デフォルトはほとんどのアプリケーションで動作します。 大量データ転送時には PacketSize を最大32767まで増やしてください。 接続がファイアウォールを越えたり、アイドル中のTCPセッションをドロップするロードバランサーを越えた場合 KeepAlive 設定してください。

キーワード エイリアス Default 形容
PacketSize packet sizepacketsize 4096 ネットワークパケットサイズ(バイト単位)は512–32767です。
KeepAlive keepalive なし TCPのキープアライブ間隔は秒単位です。
KeepAliveInterval keepaliveinterval なし TCPのkeep-alive再試行間隔は数秒単位です。
IpAddressPreference ipaddresspreference なし IPアドレスのファミリー設定: IPv4FirstIPv6FirstUsePlatformDefault

予約キーワード

キーワード 形容
Driver 内部使用のために予約されています。 ドライバーはこの値を自動で管理します。
APP 予約済み。 ドライバーが常に "MSSQL-Python" 設定しています。

Microsoft Entra認証モード

Authenticationキーワードは以下の値をサポートします。 あなたの展開に合ったモードを選択してください:

価値 形容 いつ使用するか
ActiveDirectoryDefault Azure Identity SDKのDefaultAzureCredentialを使用しています。 複数の認証方法を連続して試します。 Local Development across Azure CLI, Azure PowerShell, Azure Developer CLI. 本番環境では、遅い認証情報のチェーンウォークを避けるために特定のモード(ActiveDirectoryMSIActiveDirectoryServicePrincipal)を使いましょう。
ActiveDirectoryInteractive ブラウザベースのインタラクティブサインイン。 Windowsでは、ODBCドライバーにネイティブに委任します。 ユーザーがブラウザで認証できるローカル開発やツール。
ActiveDirectoryDeviceCode ヘッドレス環境向けのデバイスコードフロー。 https://microsoft.com/deviceloginで入力するコードが表示されます。 SSHセッション、Dockerコンテナ、またはブラウザを使わないその他の環境。
ActiveDirectoryPassword Deprecated. ユーザー名とパスワード認証はMicrosoft Entra IDで行われます。 UIDPWDが必要です。 ROPCフローを使用しており、MFAとは互換性がありません。 お勧めしません。 代わりに、ActiveDirectoryMSI タグまたは ActiveDirectoryServicePrincipal タグを使用してください。
ActiveDirectoryMSI Managed Service Identity for Azure-hosted applications.

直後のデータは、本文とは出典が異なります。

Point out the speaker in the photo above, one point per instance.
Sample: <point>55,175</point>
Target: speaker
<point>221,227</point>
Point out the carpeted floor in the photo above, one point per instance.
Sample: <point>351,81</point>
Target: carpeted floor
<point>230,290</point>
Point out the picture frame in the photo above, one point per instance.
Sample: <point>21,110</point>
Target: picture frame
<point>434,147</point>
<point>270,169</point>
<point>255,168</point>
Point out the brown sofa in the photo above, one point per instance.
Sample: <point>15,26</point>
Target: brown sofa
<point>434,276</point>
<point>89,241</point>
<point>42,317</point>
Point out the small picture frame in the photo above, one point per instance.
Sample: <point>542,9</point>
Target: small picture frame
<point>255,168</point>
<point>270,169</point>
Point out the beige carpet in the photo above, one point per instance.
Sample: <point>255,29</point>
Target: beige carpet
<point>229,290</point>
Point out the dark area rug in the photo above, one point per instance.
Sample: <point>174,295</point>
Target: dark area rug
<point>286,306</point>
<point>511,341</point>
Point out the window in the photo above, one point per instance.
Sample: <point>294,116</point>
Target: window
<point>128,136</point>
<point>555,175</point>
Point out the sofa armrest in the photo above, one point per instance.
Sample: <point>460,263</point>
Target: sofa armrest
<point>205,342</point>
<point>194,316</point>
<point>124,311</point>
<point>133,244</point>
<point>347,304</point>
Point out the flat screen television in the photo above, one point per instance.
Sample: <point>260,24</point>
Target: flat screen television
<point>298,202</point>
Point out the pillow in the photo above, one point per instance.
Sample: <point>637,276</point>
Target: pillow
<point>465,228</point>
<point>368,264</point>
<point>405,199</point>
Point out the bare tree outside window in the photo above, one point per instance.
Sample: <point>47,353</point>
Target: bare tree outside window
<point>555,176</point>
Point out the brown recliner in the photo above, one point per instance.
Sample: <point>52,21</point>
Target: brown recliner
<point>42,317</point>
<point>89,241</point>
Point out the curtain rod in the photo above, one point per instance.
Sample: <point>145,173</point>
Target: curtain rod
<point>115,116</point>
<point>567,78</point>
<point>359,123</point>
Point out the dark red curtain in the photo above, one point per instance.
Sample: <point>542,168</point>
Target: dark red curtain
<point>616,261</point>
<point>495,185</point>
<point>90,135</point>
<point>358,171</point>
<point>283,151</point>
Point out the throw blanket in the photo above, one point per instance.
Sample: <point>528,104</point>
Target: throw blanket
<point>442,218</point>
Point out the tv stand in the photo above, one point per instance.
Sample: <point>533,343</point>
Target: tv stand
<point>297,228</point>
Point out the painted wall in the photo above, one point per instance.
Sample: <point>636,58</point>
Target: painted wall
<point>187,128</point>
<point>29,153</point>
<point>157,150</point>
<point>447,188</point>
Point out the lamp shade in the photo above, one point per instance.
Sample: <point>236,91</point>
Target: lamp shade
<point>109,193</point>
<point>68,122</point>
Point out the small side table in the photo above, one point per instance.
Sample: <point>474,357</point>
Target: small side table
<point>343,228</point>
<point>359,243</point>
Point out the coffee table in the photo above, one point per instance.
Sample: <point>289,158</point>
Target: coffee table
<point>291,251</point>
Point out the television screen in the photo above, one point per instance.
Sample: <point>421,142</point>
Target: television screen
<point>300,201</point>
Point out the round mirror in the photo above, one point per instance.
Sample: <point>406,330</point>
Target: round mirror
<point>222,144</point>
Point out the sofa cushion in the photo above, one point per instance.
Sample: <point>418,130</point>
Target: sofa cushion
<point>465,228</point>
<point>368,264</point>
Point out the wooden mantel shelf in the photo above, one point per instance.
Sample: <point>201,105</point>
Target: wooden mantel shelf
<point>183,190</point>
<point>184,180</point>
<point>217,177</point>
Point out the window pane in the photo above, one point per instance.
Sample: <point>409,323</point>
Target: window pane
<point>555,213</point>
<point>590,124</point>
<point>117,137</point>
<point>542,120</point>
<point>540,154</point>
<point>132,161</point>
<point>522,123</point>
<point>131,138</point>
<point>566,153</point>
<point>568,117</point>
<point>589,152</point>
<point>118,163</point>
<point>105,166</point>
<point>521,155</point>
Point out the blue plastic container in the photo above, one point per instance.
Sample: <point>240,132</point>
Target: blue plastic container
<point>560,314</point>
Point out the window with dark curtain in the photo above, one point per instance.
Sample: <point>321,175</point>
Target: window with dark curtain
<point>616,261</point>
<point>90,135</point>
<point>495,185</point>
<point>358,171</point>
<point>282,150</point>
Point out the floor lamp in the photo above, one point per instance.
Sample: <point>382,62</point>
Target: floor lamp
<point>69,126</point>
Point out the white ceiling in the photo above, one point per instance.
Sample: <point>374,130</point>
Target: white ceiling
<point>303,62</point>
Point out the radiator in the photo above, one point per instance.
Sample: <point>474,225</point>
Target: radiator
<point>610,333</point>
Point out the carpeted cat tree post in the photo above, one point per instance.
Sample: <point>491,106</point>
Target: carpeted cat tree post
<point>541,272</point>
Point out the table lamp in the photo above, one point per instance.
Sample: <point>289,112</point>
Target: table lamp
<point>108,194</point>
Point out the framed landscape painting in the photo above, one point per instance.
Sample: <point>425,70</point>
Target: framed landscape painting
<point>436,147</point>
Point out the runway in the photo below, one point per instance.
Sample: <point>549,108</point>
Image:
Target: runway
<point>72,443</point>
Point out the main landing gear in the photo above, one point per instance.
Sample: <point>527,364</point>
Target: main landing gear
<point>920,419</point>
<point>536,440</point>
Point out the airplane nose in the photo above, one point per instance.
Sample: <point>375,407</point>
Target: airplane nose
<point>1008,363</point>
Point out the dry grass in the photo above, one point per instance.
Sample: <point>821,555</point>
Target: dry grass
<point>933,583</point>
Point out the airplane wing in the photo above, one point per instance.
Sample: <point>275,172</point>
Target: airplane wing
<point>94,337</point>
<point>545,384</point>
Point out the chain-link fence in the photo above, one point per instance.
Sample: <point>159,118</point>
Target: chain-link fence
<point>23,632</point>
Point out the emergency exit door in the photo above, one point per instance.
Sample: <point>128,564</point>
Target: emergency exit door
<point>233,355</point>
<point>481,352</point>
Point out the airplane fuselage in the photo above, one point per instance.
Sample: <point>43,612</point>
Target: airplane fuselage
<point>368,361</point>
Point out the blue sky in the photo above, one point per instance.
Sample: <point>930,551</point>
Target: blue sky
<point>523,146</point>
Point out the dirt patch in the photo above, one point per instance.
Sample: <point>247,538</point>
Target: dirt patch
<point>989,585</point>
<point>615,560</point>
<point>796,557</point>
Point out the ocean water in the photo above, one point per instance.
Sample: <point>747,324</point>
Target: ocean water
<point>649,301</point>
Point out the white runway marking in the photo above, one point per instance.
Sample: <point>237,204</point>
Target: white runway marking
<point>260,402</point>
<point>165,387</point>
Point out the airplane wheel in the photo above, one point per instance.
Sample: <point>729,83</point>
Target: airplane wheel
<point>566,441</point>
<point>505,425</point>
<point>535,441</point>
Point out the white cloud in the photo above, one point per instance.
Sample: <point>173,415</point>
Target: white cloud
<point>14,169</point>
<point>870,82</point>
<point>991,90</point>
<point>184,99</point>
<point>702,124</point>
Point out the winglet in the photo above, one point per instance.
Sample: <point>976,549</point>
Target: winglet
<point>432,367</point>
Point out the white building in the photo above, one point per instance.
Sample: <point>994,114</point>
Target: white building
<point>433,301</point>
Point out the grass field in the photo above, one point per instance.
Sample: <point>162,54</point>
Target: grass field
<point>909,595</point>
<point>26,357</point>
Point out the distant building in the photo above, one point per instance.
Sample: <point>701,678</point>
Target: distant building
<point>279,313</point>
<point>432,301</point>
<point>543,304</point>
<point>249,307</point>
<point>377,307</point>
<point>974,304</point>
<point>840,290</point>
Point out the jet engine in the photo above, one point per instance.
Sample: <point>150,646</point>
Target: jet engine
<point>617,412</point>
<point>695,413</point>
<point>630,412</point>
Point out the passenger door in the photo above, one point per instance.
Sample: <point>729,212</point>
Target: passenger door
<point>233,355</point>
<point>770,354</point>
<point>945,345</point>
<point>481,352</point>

Azure VMS、App Service、または管理型IDが設定されているAzure Functions。 資格情報は必要ありません。
ActiveDirectoryServicePrincipal サービス主体認証。 UID(クライアントID)とPWD(クライアントシークレット)が必要です。 登録されたアプリケーション識別子を使用するCI/CDパイプラインおよびバックグラウンドサービス。
ActiveDirectoryIntegrated Windows Microsoft Entra ID(Kerberos)との統合認証。 Kerberosが設定されたエンタープライズ環境のドメイン参加型Windowsマシン。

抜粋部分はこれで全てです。